Deu-se em 1978, quando Dias Gomes, seu marido, escrevia a novela “Sinal de Alerta” com a colaboração do poeta Ferreira Gullar. Os dois estavam discutindo o destino de um determinado personagem, uma líder operária casada. Dias imaginava que ela deveria ter um caso com um colega de fábrica. Gullar argumentava que a solução seria incoerente. “Você não pode fazer isso porque não é plausível”, disse o poeta.
Janete Clair ouvia a conversa sem dar palpite, mas não se conteve neste momento: “Não é plausível, mas ia ser lindo”, disse. “O que vocês estão pensando? Mandem o realismo à merda. Ela deve ter o caso e, além de tudo, ficar grávida. O público vai adorar”, completou.
Recordo esta história porque Gilberto Braga, discípulo de Janete Clair, de quem foi assistente no início de sua carreira, sempre deu mostras de pensar como ela na condução de suas novelas. Em “Insensato Coração”, porém, creio que perdeu totalmente a mão.
Ao longo dos sete meses em que foi exibida, a novela não achou o seu foco. Poucos personagens conquistaram o público. A maioria mereceu um tratamento primário, esquemático e, no fundo, preguiçoso dos autores. Espertalhões ou otários, malandros ou manés – assim podemos resumir o caráter de quase todas as figuras que ocuparam a tela no período.
Em alguns momentos, a novela quis retratar a realidade brasileira, e tentou mostrar mazelas como corrupção, impunidade, descalabro político, homofobia, gravidez na adolescência. A trilha escolhida em quase todas as cenas sobre estes temas, “Que País é Este?”, de Renato Russo, fala de um país de 30 anos atrás.
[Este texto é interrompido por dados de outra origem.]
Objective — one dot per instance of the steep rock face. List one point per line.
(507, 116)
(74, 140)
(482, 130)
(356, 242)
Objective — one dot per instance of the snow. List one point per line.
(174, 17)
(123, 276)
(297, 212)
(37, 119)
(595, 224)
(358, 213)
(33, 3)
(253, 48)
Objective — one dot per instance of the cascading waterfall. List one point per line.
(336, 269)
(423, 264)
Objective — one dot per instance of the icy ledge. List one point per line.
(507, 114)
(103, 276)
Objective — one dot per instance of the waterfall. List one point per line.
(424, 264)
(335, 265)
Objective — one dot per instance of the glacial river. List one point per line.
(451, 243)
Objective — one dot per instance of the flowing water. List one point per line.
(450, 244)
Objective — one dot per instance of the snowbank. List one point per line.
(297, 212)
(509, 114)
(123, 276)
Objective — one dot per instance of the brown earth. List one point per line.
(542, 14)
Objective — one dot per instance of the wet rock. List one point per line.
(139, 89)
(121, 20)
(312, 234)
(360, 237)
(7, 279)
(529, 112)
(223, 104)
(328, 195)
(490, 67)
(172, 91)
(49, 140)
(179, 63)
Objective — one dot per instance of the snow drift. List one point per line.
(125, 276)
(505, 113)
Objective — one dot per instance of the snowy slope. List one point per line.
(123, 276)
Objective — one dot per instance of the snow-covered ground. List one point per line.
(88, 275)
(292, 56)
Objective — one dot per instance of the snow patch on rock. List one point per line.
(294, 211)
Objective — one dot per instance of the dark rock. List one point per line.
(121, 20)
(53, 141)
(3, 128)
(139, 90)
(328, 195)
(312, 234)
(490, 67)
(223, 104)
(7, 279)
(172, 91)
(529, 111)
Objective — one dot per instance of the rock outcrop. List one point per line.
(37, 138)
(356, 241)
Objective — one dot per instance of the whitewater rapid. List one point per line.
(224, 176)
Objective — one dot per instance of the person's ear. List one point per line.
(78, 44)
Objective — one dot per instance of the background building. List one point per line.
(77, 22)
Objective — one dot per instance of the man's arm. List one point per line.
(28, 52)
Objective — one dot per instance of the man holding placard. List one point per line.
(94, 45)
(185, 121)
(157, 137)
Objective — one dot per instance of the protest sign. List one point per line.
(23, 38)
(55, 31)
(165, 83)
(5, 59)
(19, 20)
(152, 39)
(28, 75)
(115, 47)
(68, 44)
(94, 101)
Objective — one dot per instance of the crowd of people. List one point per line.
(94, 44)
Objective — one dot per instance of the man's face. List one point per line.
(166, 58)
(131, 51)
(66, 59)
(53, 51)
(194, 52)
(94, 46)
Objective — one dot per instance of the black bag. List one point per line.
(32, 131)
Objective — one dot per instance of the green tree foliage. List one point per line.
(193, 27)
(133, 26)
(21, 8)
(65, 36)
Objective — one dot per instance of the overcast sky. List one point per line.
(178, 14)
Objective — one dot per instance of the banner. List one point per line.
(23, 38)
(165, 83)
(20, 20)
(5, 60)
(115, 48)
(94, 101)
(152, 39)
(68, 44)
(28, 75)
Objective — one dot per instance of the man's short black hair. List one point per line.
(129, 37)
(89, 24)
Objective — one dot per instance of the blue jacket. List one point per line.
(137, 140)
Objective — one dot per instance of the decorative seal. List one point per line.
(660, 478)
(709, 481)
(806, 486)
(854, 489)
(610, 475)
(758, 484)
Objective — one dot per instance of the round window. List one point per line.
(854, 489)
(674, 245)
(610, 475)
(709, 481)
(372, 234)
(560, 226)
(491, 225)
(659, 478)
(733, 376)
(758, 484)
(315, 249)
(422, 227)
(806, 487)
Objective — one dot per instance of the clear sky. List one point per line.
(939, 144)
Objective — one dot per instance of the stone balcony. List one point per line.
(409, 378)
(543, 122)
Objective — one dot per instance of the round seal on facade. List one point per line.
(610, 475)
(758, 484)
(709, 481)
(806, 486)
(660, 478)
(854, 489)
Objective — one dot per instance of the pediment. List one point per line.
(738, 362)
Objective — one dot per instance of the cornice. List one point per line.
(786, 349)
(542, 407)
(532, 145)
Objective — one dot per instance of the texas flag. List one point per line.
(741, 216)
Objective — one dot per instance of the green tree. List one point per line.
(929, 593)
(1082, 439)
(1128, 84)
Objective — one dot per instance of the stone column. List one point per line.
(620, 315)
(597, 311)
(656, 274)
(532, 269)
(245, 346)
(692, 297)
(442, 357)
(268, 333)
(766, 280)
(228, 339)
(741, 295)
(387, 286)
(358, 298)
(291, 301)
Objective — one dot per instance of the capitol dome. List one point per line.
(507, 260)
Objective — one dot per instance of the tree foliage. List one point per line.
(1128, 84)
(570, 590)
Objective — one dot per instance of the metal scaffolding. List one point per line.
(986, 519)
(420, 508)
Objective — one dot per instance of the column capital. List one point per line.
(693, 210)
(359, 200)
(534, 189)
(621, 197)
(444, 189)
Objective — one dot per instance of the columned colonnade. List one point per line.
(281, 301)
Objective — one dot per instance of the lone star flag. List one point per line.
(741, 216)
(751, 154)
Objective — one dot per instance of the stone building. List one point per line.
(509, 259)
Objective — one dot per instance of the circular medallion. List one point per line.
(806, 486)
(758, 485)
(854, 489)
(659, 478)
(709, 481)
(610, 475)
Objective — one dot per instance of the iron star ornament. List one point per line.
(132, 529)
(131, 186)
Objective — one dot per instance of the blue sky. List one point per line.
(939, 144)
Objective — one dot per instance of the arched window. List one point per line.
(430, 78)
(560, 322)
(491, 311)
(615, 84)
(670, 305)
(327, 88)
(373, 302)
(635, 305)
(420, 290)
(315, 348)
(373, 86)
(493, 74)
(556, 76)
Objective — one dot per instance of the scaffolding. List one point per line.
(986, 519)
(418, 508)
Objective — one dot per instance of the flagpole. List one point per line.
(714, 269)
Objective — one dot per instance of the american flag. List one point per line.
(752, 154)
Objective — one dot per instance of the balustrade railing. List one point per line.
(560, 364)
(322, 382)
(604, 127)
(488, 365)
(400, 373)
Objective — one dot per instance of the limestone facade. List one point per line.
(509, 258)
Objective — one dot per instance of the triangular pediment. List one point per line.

Gilberto Braga fez uma novela que caberia bem na década de 80. Transmitiu uma visão de mundo antiquada, às vezes rancorosa, sem nuances, tanto das relações pessoais e afetivas, quanto das interações entre figuras de diferentes classes sociais.
Com frequência, Braga “mandou o realismo à merda”, como recomendava Janete Clair. Mas a sua trama foi tão mal articulada e costurada, com personagens tão desinteressantes, que as incoerências de “Insensato Coração” não foram entendidas pelo público.
Diante da falta de empatia de seus personagens, os autores aceleraram o ritmo da trama e a transformaram num thriller policial. Foram 25 as mortes ao longo dos 185 capítulos, uma a cada sete dias. A maior parte dos crimes foi cometida por “vilões sem causa”, psicopatas, sem motivos que justificassem seus gestos.
A três dias do fim, houve até um "quem matou?", envolvendo uma das vilãs. É lógico que a audiência subiu. Mas isso não transformou “Insensato Coração” numa novela melhor.